Abstract

Various trialkylsilyl-substituted alkynes were utilized to prepare highly functionalized and reactive conjugated 2,4-diynones via Friedel−Crafts acylation reaction. We then developed a highly regioselective Lewis acid promoted (Me₂AlCl) Diels–Alder reaction of these conjugated 2,4-diynones to produce substituted 2-alkynyl-1,4-cyclohexadiene (‘skipped’ cyclohexadiene) products. The scope of this synthetic methodology was studied utilizing a variety of cyclic and acyclic dienes as well as with a diverse array of 2,4-diynones. The synthetic utility of these 2-alkynyl-1,4cyclohexadienes was demonstrated making use of functionalities (alkene and enone moiety) present in these molecules.

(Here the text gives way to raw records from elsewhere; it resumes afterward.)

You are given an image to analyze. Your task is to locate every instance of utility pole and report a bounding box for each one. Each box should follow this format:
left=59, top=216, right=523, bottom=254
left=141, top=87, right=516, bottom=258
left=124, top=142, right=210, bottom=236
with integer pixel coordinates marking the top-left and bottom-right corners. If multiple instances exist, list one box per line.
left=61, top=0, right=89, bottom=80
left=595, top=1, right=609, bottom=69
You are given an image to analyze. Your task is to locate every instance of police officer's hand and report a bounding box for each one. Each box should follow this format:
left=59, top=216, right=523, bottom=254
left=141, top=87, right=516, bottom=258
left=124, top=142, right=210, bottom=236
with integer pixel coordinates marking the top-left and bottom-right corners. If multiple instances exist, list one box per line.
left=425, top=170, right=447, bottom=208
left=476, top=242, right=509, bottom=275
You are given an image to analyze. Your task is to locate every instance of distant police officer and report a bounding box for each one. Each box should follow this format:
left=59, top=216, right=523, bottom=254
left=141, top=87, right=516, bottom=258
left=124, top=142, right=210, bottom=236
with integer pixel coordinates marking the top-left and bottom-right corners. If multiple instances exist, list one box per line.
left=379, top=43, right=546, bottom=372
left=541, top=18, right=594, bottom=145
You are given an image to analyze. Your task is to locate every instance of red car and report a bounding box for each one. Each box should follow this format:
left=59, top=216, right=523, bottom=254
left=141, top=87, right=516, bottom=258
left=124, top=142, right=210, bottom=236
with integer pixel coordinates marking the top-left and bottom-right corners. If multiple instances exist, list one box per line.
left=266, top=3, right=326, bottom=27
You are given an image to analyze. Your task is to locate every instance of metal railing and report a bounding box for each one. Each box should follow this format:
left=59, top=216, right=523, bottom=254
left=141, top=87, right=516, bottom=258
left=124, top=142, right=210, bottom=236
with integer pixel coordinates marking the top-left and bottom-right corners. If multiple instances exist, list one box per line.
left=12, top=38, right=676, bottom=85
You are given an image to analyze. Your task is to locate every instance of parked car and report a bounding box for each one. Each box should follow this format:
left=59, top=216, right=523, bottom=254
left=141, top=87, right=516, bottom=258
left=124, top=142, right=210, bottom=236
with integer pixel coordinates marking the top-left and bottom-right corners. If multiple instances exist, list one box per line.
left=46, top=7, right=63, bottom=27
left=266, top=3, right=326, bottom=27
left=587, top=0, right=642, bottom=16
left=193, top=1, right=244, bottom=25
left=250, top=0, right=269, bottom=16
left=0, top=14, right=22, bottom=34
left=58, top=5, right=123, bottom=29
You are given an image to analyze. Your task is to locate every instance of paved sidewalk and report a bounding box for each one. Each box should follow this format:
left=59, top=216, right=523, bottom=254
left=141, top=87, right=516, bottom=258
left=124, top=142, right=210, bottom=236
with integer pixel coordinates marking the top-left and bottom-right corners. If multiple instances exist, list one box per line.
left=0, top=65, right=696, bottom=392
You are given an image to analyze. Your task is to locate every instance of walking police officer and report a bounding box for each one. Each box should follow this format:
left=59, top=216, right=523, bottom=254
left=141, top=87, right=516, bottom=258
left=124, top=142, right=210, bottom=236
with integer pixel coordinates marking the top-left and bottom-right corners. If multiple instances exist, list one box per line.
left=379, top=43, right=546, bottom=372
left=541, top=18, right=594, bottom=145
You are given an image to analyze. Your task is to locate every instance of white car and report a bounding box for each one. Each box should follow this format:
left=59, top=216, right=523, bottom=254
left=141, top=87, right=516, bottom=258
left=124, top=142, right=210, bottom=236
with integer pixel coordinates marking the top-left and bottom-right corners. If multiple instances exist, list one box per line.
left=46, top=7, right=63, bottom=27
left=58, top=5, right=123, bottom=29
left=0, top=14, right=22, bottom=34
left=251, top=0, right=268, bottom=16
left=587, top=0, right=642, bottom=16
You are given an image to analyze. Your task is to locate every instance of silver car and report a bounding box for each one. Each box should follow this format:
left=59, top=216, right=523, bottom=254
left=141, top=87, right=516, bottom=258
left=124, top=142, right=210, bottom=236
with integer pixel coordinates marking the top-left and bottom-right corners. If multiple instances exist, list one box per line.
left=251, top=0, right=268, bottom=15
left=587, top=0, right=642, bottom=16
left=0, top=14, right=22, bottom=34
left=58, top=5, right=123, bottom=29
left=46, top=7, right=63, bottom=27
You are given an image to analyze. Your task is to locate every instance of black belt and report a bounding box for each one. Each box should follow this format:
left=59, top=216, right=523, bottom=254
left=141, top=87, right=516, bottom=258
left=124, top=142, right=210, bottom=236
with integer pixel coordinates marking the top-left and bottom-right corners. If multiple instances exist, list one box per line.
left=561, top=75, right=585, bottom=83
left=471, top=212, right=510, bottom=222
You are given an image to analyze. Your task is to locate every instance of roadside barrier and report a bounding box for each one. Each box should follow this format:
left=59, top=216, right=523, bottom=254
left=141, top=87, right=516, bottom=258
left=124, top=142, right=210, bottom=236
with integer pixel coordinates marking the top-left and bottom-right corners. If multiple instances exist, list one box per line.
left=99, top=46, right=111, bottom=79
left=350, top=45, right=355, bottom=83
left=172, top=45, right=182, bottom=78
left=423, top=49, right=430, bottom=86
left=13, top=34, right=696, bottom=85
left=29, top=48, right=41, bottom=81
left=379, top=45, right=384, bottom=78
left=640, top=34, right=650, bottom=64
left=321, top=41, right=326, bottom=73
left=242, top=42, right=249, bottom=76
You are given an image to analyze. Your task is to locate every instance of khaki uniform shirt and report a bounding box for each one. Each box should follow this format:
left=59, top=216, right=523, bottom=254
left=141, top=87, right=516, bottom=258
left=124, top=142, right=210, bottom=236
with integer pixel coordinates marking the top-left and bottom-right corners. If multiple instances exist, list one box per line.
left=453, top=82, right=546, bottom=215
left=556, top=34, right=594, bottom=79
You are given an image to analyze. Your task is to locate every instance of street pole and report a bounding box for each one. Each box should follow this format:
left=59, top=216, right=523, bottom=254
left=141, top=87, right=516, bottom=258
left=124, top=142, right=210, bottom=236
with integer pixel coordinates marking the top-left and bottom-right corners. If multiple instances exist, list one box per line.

A highly regioselective synthesis of 2,3-disubstituted chromen-4-one derivatives was accomplished from readily available internal alkyne and 2-methoxybenzoyl chlorides. This Lewis acid promoted method features relatively mild reaction conditions to synthesize a variety of 2,3-disubstituted chromen-4-one derivatives in one pot with up to 93% yield. The reaction proceeds via a domino intermolecular Friedel-Crafts acylation/intermolecular vinyl carbocation trapping (or oxa-Michael addition)/demethylation reaction sequence. We are able to establish a broad scope of this method and showed a brief synthetic utility of these disubstituted 2,3-didubstiuted chromen-4-one derivatives.

The synthesis of pyreno[a]pyrene based helicene derivatives has been achieved via a four-fold benzannulation reaction of alkynes with 30–49% yield. We have demonstrated an easy and efficient protocol featuring a Suzuki cross-coupling reaction between bis(trifluoromethanesulfonyloxy)naphthalene and various 2,6-diynylphenyl borates followed by triflic acid (TfOH) promoted alkyne benzannulation. The two enantiomers of each of these pyreno[a]pyrene based helicene derivatives were separated using chiral HPLC to study their photophysical and chiroptical properties. Migration of one phenyl substituent was also observed under the reaction conditions (TFA, CH₂Cl₂, rt), producing rearranged side product.

The very first chiral teropyrene derivatives have been synthesized utilizing an InCl3-promoted four-fold benzannulation reaction of alkynes. The X-ray crystallographic analysis of chiral teropyrene showed that the substituents in the bay-regions exhibit considerable repulsion and results in considerable twisting of the polycyclic aromatic hydrocarbon (PAH) backbone to arrive at an end-to-end twist angle 52°. The inversion barrier of the enantiomers was found to be 30 kcal/mol, high enough to allow separation of the enantiomers to study them spectroscopically.